Two categories of collaboration :
- Unstructured collaboration (information collaboration) - includes document exchange, shared whiteboards, discussion forums, and e-mail
- Structured collaboration (process collaboration) - involves shared participation in business processes such as workflow in which knowledge is hardcoded as rules
Collaboration systems include:
- Knowledge management systems
- Content management systems
- Workflow management systems
- Groupware systems
⏩Knowledge Management Systems
➣Knowledge management (KM) – involves capturing, classifying, evaluating, retrieving, and sharing information assets in a way that provides context for effective decisions and actions
➣Knowledge management system – supports the capturing and use of an organization’s “know-how”
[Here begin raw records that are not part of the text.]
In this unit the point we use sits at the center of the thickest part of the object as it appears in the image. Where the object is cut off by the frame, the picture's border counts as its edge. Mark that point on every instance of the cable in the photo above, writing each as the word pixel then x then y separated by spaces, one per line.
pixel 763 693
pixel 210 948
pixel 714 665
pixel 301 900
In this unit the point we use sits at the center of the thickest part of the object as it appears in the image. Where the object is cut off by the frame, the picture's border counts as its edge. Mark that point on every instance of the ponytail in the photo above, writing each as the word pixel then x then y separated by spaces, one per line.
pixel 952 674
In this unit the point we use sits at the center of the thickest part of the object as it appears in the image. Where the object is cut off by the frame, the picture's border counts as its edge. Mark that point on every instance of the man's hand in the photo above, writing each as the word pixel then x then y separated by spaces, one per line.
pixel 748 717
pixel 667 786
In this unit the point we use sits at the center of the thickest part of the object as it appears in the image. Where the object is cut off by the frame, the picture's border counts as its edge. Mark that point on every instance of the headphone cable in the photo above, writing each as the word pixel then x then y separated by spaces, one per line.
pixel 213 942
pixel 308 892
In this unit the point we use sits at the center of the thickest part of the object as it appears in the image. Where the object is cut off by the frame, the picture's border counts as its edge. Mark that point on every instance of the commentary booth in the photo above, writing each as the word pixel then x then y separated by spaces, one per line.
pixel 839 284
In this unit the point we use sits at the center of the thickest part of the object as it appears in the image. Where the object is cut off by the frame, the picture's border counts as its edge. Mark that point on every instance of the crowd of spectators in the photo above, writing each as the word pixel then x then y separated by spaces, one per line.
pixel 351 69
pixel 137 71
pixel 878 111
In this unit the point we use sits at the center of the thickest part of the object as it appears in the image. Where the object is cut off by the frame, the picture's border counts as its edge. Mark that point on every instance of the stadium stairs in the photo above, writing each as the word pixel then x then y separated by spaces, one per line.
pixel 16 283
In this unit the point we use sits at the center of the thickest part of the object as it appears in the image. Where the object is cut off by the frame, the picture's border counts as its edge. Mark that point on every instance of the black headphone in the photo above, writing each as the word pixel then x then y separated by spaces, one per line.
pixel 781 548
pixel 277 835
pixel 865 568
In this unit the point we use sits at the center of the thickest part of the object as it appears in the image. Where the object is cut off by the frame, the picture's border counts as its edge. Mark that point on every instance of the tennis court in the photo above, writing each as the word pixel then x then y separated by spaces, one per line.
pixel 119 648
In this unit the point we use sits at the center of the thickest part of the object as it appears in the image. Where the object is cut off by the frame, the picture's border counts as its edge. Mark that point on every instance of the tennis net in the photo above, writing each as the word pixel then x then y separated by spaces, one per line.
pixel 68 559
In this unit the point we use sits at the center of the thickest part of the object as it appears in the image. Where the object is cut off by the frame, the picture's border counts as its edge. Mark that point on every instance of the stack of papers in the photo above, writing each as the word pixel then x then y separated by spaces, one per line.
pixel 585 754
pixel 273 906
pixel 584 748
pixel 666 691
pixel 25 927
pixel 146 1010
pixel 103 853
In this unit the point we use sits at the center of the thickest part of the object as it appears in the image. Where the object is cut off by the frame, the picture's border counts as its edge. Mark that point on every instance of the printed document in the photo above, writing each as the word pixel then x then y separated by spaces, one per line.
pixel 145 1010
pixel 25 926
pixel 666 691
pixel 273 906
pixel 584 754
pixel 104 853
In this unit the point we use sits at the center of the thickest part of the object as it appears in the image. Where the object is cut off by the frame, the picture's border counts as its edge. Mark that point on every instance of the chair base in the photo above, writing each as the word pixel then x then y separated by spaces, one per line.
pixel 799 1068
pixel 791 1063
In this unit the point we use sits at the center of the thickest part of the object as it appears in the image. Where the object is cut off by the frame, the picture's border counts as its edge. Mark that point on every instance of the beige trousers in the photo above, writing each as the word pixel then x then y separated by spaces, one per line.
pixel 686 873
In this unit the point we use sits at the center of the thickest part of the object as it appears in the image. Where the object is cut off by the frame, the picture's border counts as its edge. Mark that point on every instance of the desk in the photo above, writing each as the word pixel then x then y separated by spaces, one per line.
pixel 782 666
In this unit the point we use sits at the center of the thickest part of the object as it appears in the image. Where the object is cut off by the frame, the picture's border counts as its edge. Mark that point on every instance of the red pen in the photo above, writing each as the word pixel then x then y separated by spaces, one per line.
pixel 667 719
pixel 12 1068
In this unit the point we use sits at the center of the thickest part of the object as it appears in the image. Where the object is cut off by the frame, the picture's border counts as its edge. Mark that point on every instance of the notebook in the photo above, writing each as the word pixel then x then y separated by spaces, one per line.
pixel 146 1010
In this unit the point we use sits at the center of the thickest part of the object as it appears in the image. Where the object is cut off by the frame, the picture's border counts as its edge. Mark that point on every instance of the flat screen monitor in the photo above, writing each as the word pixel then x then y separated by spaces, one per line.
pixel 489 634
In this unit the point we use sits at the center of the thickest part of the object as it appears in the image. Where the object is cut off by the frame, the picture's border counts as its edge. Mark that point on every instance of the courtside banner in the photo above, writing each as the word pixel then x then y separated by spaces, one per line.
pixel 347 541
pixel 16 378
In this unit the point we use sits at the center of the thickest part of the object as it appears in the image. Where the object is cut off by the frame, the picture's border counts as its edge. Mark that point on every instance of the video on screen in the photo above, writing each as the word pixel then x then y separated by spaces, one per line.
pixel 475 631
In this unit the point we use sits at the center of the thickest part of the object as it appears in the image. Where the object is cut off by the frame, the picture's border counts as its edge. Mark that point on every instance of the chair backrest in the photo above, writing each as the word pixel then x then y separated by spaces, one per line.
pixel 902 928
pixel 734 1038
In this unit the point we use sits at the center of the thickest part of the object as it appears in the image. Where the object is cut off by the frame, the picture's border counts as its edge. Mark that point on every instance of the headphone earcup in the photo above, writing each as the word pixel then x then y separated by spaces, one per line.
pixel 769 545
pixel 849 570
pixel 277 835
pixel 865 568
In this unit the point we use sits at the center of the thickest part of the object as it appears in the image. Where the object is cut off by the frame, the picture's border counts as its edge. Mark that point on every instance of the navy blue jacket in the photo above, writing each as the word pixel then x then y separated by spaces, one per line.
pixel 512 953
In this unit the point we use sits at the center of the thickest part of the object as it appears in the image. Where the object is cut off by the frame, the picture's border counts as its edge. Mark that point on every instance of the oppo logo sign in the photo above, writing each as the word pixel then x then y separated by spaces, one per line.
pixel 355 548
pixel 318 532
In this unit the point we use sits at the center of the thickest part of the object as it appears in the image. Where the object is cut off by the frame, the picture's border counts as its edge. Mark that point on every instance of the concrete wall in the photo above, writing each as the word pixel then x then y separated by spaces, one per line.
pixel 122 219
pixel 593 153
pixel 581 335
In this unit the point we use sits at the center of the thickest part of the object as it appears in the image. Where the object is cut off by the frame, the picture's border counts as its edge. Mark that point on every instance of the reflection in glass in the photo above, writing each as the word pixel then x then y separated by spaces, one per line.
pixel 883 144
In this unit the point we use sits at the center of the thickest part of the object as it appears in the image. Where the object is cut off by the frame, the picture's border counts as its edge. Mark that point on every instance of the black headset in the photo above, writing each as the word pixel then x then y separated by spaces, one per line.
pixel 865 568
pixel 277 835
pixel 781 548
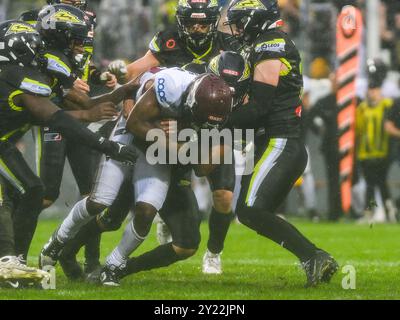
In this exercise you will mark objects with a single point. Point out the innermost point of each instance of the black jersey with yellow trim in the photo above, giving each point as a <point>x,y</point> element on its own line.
<point>30,16</point>
<point>171,51</point>
<point>284,116</point>
<point>15,80</point>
➣Intellectual and knowledge-based assets fall into two categories:
- Explicit knowledge – consists of anything that can be documented, archived, and codified, often with the help of IT
- Tacit knowledge - knowledge contained in people’s heads
The following are two best practices for transferring or recreating tacit knowledge :
- Shadowing – less experienced staff observe more experienced staff to learn how their more experienced counterparts approach their work
- Joint problem solving – a novice and expert work together on a project
➣Reasons why organizations launch knowledge management programs
⏩ KM Technologies
Knowledge management systems include:
- Knowledge repositories (databases)
- Expertise tools
- E-learning applications
- Discussion and chat technologies
- Search and data mining tools
⏩ KM and Social Networking
➣Finding out how information flows through an organization.
➣Social Networking Analysis (SNA) – a process of mapping a group’s contacts (whether personal or professional) to identify who knows whom and who works with whom.
➣SNA provides a clear picture of how employees and divisions work together and can help identify key experts.
⏩ Content Management
Content management system (CMS) – provides tools to manage the creation, storage, editing, and publication of information in a collaborative environment.
CMS marketplace includes:
- Document management system (DMS)
- Digital asset management system (DAM)
- Web content management system (WCM)
➢Document management system (DMS)
Supports the electronic capturing, storage, distribution, archival, and accessing of documents.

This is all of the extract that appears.